The Reader Who Digested Everything

As a kid, my sisters and I used to go to the library every Friday afternoon. After maxing out our library cards, my parents would drive us to my grandma's house. I would cram in as many pages as possible on that drive, often reading by the spotty light of street lamps until the drop off at Grandma's iron gate. 

From then on, my sisters and I would paint pictures for my sick grandpa and also for our weekly Friday news show. One time we asked my Grandma to be a part of the show, so she painted a picture of guinea pig and told us the story of my Uncle Randy's guinea pig Nibbles and how he (Nibbles) ate everything but one day she came home to Uncle Randy sitting on the couch crying over Nibbles because Nibbles had eaten something he shouldn't have and died. I kinda feel bad about it now, but Grandma wasn't asked to be a part of the show anymore.

Where was I going with this?

Right. Reading. We loved reading. And by we, I actually mean I loved reading. Not to discredit my sisters, but I will selfishly take the spotlight for being the child who loved reading the most, since I was the one who traded eyesight in order to read more books.

This is almost as cute as the Gift of the Magi.

My parents didn't let us take our library books to Grandma's house. Something about play with your sisters and spend time with Grandma was important to them. It was a forced wait to endure before indulging in literary treasures. Once my parents came for pick up, I would snatch my books as soon as inhumanely possible and devour them. Once I was sent to bed, I used a flashlight to keep on with Nancy Drew.

Eventually, the flashlight was discovered, and disbanded.

No matter, said I, for I have a gameboy. The gameboy met the same dismantling fate.

No matter! said I again with forced cheer, but admirable determination, for I have a tamagotchi. 

You can see where this is going.

Once my bedroom was properly disposed of any electronic enablers, methods were forced to consider other outlets of creativity.
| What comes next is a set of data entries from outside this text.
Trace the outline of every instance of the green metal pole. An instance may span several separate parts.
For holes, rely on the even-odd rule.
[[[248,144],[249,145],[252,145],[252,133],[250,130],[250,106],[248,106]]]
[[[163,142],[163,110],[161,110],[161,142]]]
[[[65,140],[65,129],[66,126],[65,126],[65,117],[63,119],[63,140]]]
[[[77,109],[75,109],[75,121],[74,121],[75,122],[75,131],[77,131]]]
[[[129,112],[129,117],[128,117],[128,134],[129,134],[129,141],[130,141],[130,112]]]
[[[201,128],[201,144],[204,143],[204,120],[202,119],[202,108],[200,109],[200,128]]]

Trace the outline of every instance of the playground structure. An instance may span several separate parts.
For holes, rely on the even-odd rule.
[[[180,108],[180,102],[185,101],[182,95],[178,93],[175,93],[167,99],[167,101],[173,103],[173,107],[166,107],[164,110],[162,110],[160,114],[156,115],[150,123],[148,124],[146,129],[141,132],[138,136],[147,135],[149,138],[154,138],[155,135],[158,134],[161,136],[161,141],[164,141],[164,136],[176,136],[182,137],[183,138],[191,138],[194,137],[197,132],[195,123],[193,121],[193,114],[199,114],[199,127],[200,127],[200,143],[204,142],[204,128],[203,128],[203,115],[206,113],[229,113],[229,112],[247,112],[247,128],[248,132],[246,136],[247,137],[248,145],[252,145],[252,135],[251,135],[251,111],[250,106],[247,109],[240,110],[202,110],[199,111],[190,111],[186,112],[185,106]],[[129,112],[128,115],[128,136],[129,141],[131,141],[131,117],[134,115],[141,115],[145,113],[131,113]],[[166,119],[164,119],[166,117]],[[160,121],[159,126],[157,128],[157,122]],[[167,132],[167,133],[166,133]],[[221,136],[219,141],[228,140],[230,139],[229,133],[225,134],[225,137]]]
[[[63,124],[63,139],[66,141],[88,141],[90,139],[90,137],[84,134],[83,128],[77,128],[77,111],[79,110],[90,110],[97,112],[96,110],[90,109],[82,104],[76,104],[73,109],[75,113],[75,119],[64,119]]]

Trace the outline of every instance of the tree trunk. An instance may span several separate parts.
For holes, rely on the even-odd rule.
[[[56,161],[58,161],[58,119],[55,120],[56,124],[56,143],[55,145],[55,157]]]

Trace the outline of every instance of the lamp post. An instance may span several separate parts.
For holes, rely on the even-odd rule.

While pondering my dilemma, I lay in bed watching as a sliver of moonlight slowly made its arcs on the walls.

Moonlight.

My parents could stop technology, but they couldn't stop nature from happening. The light in my room wasn't quite bright enough, so I spent many silent nights crouched on the stairway, reading by moonlight. I had outsmarted them all. Until, of course, when my mom's intuition struck a chord against me and I was sent to bed without my Nancy Drew fix.

(Grandma once caught me reading by moonlight and defeatedly surrendered a lamp.)

At the start of this post, I said that I would selfishly claim the prize for being the most dedicated reader in the family. I still hold to that claim. These are my gold and blue trophies.


-3.75 LR and a slight stigmatism never looked so good.